Article by Chin, Wynne, W., and Todd, Peter, A. (1995) in MIS Quarterly, June 1995.
Few weeks ago, one of my colleagues – Mr. H2 from the Faculty of Businesss Management – told me about his perception on SEM while we were having our breakfast together. He told me that he feels like cheating when he uses SEM, especially when he modifies his model using the ‘modification index’ (this index basically tells us what to do to improve the model’s fitness, such as linking ‘error’ of one ‘item’ with ‘error’ of another ‘item’. To a certain extent, some researchers delete few items in their initial model to get the better fit.
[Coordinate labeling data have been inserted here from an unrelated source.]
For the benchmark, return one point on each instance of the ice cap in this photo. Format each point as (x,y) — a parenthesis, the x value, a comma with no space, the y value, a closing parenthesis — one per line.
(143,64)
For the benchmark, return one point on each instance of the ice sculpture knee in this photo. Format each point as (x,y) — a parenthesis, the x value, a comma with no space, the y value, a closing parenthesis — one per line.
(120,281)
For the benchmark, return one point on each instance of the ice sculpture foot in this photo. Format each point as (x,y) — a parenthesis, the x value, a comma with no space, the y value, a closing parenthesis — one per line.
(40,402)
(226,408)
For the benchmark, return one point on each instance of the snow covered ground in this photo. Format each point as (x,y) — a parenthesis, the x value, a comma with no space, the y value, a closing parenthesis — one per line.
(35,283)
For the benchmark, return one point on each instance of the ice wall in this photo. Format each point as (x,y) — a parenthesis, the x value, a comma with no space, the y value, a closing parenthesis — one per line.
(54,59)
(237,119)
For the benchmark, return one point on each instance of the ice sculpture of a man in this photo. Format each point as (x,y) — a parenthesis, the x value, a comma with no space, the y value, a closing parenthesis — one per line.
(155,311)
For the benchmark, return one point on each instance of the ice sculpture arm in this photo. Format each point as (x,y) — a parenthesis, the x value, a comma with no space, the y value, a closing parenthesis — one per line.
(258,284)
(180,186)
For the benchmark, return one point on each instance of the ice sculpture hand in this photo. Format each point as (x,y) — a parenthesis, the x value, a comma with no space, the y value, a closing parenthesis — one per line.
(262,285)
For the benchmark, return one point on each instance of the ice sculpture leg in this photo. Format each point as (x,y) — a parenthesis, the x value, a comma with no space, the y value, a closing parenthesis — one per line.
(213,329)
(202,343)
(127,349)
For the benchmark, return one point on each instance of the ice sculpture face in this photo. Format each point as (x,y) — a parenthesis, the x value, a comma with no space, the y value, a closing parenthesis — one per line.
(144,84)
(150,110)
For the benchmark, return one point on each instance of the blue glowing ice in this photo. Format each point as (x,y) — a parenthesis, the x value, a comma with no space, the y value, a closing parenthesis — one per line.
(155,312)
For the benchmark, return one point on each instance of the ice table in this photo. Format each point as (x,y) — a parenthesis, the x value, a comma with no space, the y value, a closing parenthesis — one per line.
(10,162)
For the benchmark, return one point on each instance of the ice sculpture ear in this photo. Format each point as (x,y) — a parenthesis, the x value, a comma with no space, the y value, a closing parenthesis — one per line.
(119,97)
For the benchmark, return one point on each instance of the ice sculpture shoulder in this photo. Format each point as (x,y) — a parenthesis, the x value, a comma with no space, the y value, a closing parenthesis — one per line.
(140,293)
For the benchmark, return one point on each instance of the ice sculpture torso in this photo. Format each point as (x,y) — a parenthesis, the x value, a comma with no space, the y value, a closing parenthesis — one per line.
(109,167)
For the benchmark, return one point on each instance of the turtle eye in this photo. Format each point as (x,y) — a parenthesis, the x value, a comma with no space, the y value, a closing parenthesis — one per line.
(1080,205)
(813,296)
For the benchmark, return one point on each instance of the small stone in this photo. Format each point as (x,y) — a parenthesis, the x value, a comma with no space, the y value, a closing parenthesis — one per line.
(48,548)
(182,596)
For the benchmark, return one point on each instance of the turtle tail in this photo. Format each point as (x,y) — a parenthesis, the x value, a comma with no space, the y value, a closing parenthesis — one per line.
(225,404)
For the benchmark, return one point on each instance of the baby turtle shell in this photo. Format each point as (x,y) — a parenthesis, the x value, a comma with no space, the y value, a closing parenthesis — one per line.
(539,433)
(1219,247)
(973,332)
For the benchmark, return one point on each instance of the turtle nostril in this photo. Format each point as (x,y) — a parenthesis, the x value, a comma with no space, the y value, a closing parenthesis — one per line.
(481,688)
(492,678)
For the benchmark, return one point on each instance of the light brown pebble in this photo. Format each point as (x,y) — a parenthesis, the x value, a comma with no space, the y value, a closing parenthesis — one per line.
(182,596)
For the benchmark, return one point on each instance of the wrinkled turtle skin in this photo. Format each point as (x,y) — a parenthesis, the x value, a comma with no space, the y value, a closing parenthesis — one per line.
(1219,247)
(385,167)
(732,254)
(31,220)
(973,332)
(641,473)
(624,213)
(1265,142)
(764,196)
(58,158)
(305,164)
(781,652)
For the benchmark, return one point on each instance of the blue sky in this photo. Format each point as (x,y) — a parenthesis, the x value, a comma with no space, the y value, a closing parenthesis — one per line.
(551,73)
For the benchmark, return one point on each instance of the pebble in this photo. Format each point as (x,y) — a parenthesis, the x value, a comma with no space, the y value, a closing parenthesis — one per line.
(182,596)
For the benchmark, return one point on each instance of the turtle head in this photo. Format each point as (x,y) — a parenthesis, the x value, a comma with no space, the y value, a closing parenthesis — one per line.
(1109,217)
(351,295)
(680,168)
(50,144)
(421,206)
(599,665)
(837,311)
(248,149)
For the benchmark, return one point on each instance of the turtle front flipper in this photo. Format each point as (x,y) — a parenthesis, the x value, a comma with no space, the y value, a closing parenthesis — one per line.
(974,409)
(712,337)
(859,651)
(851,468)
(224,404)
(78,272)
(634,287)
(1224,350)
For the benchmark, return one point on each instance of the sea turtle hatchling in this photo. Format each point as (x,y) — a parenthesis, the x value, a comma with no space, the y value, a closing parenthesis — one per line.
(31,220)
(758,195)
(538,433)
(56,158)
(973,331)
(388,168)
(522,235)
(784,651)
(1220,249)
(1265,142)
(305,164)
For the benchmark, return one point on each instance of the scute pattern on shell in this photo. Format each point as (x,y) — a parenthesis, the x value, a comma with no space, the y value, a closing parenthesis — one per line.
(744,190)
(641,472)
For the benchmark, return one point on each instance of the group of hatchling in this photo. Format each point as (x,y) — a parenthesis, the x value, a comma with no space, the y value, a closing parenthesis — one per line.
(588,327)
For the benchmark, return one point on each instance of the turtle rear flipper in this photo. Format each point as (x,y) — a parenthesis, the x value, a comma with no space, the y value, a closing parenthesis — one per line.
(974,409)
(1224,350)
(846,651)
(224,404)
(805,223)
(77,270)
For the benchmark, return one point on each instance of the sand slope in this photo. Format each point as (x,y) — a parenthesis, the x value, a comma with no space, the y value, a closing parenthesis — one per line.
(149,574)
Technically in SEM, we call this step as ‘specification search’[1] or in some articles they refer it as ‘model modification’[2].)
I think this paper provides the best answer to what my colleague has raised few weeks ago (I’m looking forward to give him the hardcopy of this article – until now I don’t have that opportunity, he is now very busy with his lectures and doesn’t have time to breakfast with me anymore:) ).
This paper is actually a critique to the work done by Segars and Grover (1993) (hereafter S&G). S&G’s work is also a critique to another work done by earlier researchers, Adams, et. al. (1992). So this paper is basically a critique on a critique.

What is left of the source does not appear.